Stephanie Keith | Bloomberg | Getty Images
Financial institutions took billions in short-term loans this week from the Federal Reserve as the industry weathered a severe crisis of confidence and liquidity, the central bank reported Thursday.
Using tools the Fed launched Sunday, banks looking for cash infusions borrowed $11.9 billion from the Bank Term Funding Program. Under this facility, banks can take one-year loans on favorable terms in return for high-quality collateral.
Most banks took the more traditional route, using the Fed’s discount window under slightly less favorable terms, with borrowing rising by $148.2 billion for the week. The discount window provides loans of up to just 90 days, while the BTFP term is one year.

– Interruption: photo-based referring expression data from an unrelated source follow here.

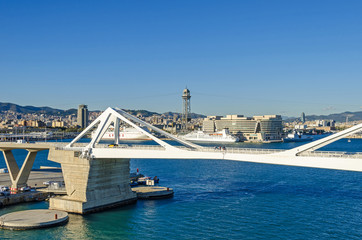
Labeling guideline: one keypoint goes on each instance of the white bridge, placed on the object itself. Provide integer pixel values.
(302, 156)
(97, 175)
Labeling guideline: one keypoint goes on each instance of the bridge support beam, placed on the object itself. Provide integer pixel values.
(92, 184)
(19, 177)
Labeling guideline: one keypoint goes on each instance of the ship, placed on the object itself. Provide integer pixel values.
(297, 137)
(125, 134)
(223, 136)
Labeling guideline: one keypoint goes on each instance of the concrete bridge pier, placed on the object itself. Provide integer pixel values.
(19, 177)
(92, 184)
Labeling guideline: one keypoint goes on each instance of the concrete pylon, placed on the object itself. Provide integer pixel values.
(92, 184)
(19, 177)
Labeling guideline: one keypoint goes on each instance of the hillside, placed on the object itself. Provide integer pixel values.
(338, 117)
(53, 111)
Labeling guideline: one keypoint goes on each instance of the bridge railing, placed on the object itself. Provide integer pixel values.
(235, 150)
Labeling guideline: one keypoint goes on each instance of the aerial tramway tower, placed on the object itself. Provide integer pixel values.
(186, 110)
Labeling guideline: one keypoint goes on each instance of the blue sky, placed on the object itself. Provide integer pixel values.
(236, 57)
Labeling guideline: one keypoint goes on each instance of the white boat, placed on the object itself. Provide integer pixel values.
(125, 134)
(221, 136)
(297, 137)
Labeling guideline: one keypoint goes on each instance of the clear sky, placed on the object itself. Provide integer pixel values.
(236, 57)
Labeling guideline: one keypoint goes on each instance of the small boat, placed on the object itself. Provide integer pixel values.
(296, 136)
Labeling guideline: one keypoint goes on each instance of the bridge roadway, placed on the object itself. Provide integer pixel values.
(316, 159)
(97, 175)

However, the Fed eased the terms of the discount window to make it more attractive to borrowers in need of working capital.
There was also a large increase in bridging loans, also made over short maturities, totaling $142.8 billion, primarily to now-closed institutions to meet depositor obligations and other expenses.

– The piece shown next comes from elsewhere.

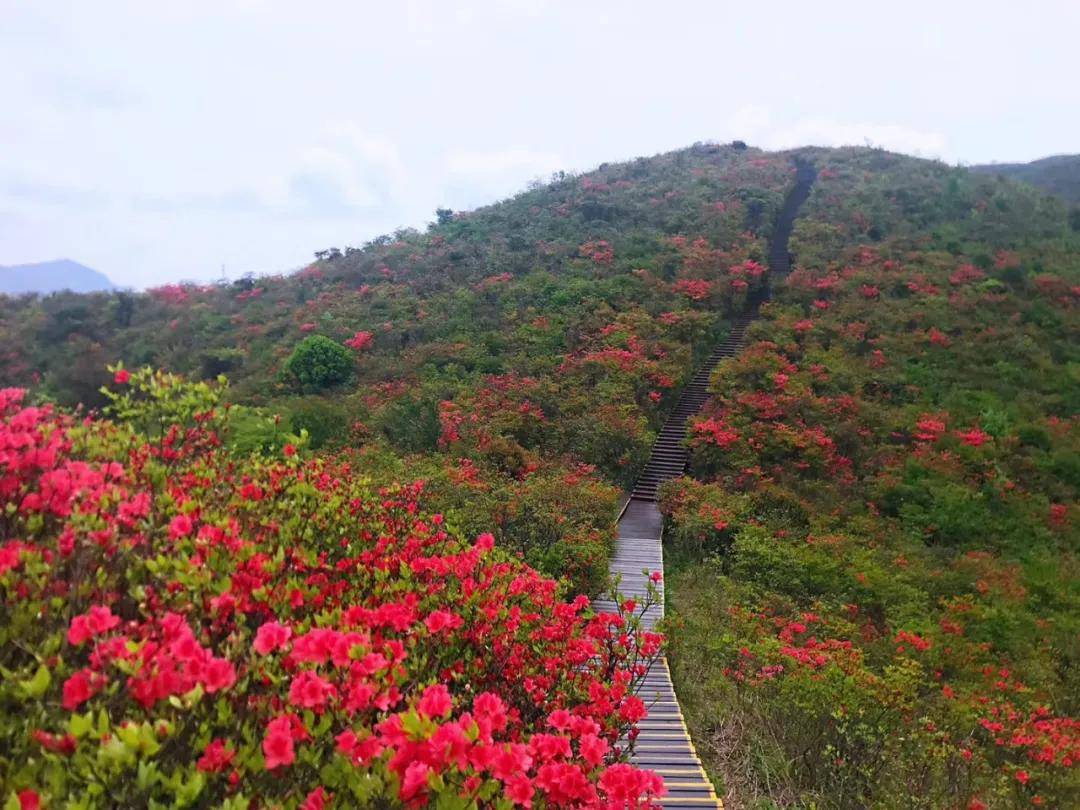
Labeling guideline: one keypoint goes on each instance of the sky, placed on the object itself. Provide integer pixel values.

The data comes days after regulators shut down Silicon Valley Bank and Signature Bank, two institutions favored by the high-tech community.
With great fear that customers who exceeded the $250,000 Federal Deposit Insurance Corp. guarantee could lose their money, regulators stepped in to back all deposits.
The programs boosted the totals on the Fed’s balance sheet, escalating the total by about $297 billion.